Lidewij Henneman(EMGO Institute for Health and Care Research), Pascal Borry(KU Leuven), Davit Chokoshvili(KU Leuven), Martina C. Cornel(EMGO Institute for Health and Care Research), Carla van El(EMGO Institute for Health and Care Research), Francesca Forzano(Ente Ospedaliero Ospedali Galliera), Alison Hall(PHG Foundation), Heidi Howard(Uppsala University), Sandra Janssens(Ghent University Hospital), Hülya Kayserili(Koç University), Phillis Lakeman(Academic Medical Center), Anneke Lucassen(University of Southampton), Sylvia A. Metcalfe(Murdoch Children's Research Institute), Lovro Vidmar(Ljubljana University Medical Centre), Guido de Wert(Maastricht University), Wybo Dondorp(Maastricht University), Borut Peterlin(Ljubljana University Medical Centre), on behalf of the European Society of Human Genetics (ESHG)
European Journal of Human Genetics
March 16, 2016
Cited by 330Open Access
Full Text

Abstract

This document of the European Society of Human Genetics contains recommendations regarding responsible implementation of expanded carrier screening. Carrier screening is defined here as the detection of carrier status of recessive diseases in couples or persons who do not have an a priori increased risk of being a carrier based on their or their partners' personal or family history. Expanded carrier screening offers carrier screening for multiple autosomal and X-linked recessive disorders, facilitated by new genetic testing technologies, and allows testing of individuals regardless of ancestry or geographic origin. Carrier screening aims to identify couples who have an increased risk of having an affected child in order to facilitate informed reproductive decision making. In previous decades, carrier screening was typically performed for one or few relatively common recessive disorders associated with significant morbidity, reduced life-expectancy and often because of a considerable higher carrier frequency in a specific population for certain diseases. New genetic testing technologies enable the expansion of screening to multiple conditions, genes or sequence variants.

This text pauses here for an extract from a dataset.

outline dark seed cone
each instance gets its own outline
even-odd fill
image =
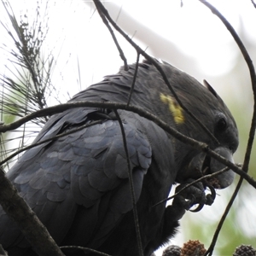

Expanded carrier screening panels that have been introduced to date have been advertised and offered to health care professionals and the public on a commercial basis. This document discusses the challenges that expanded carrier screening might pose in the context of the lessons learnt from decades of population-based carrier screening and in the context of existing screening criteria. It aims to contribute to the public and professional discussion and to arrive at better clinical and laboratory practice guidelines.